Mark McGregor, DMA, is presently the principal flute of Victoria’s Aventa Ensemble, the Ottawa-based Ensemble 1534, and a founding member of Vancouver’s Tiresias Duo with pianist Rachel Iwaasa. Dr. McGregor has also performed as a member of the Vancouver Symphony Orchestra, the Vancouver Opera Orchestra, the National Arts Centre Orchestra, and as guest principal flute of the Victoria Symphony and Vancouver Island Symphony Orchestra. He has performed as a soloist and chamber musician across North America, Europe, Australia, and Israel, with notable appearances at Festival Montréal-Nouvelles Musique, Music Gallery (Toronto), Vancouver New Music Festival, New Works Calgary, Athelas New Music Festival (Copenhagen), and the Internationale A•DEvantgarde-Festival (Munich).

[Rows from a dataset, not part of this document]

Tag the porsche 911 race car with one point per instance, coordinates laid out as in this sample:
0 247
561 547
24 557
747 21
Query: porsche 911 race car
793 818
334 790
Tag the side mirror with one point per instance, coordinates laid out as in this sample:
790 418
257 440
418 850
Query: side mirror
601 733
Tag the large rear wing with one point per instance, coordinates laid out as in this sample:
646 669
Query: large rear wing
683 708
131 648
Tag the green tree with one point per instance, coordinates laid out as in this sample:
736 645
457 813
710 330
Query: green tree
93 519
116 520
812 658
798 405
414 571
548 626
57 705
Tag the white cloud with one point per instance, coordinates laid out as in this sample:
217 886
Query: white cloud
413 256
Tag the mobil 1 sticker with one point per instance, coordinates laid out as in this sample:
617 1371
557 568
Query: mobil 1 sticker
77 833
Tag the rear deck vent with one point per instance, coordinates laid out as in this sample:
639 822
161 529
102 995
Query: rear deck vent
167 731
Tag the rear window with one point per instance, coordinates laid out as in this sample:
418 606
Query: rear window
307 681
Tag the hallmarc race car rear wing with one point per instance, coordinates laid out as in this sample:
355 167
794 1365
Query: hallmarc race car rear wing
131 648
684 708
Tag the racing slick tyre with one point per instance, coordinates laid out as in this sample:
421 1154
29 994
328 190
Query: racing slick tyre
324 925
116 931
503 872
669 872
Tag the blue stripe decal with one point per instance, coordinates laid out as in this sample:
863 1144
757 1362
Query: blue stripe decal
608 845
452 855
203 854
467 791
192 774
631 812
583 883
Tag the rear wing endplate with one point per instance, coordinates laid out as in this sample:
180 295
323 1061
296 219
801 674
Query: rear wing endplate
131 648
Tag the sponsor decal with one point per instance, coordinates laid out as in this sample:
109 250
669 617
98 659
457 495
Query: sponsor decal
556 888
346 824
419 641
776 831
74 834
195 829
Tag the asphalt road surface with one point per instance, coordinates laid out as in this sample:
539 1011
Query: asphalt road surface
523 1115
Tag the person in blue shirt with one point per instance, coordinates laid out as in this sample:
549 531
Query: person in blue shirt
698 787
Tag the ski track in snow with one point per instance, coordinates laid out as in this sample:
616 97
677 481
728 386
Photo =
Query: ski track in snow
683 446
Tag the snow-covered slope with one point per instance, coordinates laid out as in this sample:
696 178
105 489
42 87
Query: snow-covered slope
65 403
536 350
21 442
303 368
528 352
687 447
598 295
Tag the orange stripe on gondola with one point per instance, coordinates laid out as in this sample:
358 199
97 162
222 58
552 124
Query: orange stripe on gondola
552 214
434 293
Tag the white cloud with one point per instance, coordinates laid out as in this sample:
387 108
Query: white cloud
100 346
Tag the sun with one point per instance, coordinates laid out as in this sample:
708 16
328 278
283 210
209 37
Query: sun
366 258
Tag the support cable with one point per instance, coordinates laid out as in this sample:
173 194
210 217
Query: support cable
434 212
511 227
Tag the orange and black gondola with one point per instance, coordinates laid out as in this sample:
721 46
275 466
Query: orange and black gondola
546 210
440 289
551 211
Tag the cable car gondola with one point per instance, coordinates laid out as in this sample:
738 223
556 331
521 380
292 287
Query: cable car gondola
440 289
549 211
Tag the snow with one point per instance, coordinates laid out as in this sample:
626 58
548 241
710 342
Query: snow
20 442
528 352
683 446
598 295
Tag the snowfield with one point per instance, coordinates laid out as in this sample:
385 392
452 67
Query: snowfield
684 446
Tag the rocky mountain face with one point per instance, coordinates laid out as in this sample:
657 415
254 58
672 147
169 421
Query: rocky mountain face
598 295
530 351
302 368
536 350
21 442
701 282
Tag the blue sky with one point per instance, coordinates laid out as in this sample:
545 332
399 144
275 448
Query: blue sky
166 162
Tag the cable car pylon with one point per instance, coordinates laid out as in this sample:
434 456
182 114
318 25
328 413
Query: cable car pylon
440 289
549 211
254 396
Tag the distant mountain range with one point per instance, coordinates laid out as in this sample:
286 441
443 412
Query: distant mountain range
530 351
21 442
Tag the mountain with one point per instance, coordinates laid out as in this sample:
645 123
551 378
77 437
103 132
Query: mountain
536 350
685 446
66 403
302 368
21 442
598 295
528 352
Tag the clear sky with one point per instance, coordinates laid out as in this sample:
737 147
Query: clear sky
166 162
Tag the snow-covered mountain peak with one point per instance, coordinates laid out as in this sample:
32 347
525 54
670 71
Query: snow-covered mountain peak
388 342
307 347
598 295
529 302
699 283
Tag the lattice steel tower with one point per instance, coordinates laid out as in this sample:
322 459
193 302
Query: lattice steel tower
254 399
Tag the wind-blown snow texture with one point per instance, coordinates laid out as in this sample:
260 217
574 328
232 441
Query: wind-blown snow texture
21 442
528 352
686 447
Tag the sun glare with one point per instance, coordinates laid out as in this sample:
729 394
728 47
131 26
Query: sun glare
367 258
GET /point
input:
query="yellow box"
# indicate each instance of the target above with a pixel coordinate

An outspoken advocate of new music, Mark has given the premiere performances of numerous works, many written especially for him, including Anna Höstman’s flute concerto Trace the Gold Sun with the Victoria Symphony, Turmalin for solo flute by the Danish composer Anders Nordentoft, and two new works, Mercy & Mankind and Sesto Libro di Gesualdo, by the acclaimed British composer Michael Finnissy. In 2010/11 he presented new flute concertos with the Aventa Ensemble by Piotr Grella-Mozejko (for Aventa’s national tour to Montreal, Toronto and Edmonton) and James Beckwith Maxwell. A dedicated educator, Dr. McGregor has served on faculty at the UBC Summer Music Institute and the Western Canadian Amateur Musicians Society Summer Camp, and as an instructor of Baroque Performance Practice at the University of British Columbia. His own tuition includes studies with Samuel Baron, Denis Bluteau, Camille Churchfield, Margaret Crawford, Paul M. Douglas, Aurele Nicolet, and Kathleen Rudolph, as well as Baroque studies with Lisa Beznosiuk, Sonja Boon, and Wilbert Hazelzet. He holds a Concours de Musique from the Conservatoire de Musique de Montréal, a Master of Music degree from the University of Sydney (Australia), and a Doctor of Musical Arts from the University of British Columbia.